Uncle Ben himself went to the two proud women, begging them to do his niece justice.

"Think, madame," he said; "you and your daughter have stripped Kathleen of everything. The jewels were all that remained to her, and now that she is to marry a rich man, she would like to have the money for her wedding trousseau. It is very little to you out of your great wealth, but to her it is all. Be just and fair, and make good what she has lost by your son's dishonesty."

Mrs. Carew laughed mockingly.

"I would not give her a penny if she were starving to death!" she said.

"Your own husband's daughter!" he said, reproachfully.

"I hate her the more for that. I hate everybody he ever loved!" she replied, vindictively.

"You hated poor Zaidee and caused her death, I know," he replied, bitterly.

Her face suddenly grew livid, and she looked at her accuser with startled eyes.
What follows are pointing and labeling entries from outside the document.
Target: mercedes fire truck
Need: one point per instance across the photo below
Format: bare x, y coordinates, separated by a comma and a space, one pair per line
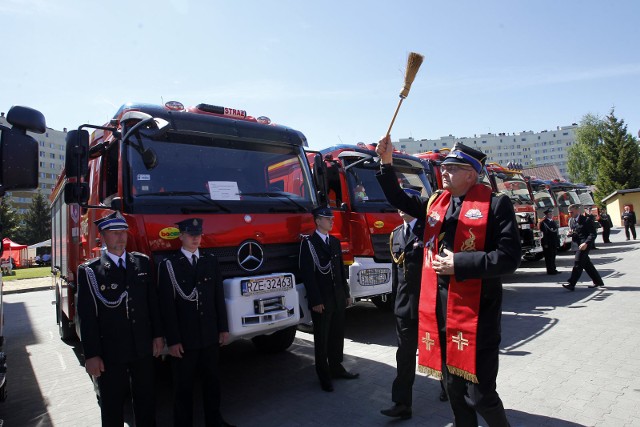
246, 177
364, 218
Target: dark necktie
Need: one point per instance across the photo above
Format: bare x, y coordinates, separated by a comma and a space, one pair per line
407, 233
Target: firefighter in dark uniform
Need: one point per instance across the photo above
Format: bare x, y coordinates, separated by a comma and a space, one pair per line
120, 325
550, 241
322, 270
461, 288
195, 320
407, 250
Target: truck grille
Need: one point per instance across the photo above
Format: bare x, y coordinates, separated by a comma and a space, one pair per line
277, 258
380, 243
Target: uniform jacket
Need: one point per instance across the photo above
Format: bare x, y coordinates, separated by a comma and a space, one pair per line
549, 230
501, 254
406, 276
126, 332
584, 231
193, 324
330, 289
629, 218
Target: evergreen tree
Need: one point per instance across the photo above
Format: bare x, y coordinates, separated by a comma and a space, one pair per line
37, 220
619, 163
583, 156
9, 218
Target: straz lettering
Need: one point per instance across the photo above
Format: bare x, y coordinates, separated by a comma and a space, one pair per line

"It—it is false!" she muttered, weakly.

"It is God's truth," answered the old man. "You told Zaidee Carew a trumped-up story of her husband's falsity, and then—her death followed. Answer me this, madame: Was her death a suicide or—a murder?"

She quailed before the stern old man, pale as death, trembling with nervous alarm; but Alpine rose up suddenly and interposed between him and her mother.

"How dare you distress my mother so with your shocking hints and suspicions?" she cried, violently. "Get out of here at once, you old wretch, or I will call Jones to throw you out into the street!"

"As your mother did poor Kathleen," he sneered.

"And served her right," she hissed. Then she rang the bell violently. When Jones appeared, she said: "Take this old beggar and throw him into the street! If you ever admit him again, you will be discharged."

Uncle Ben moved toward the door with Jones, but, looking back, asked, pleadingly:

"Will you not pay your brother's debt?"

"Never! Now go!" she stormed, and the rich curtains fell behind the bent retreating form; but from the hall a strange, exultant laugh came back to them, and Mrs. Carew shuddered.

"Heavens! how horribly that laugh sounded like my husband's laugh!"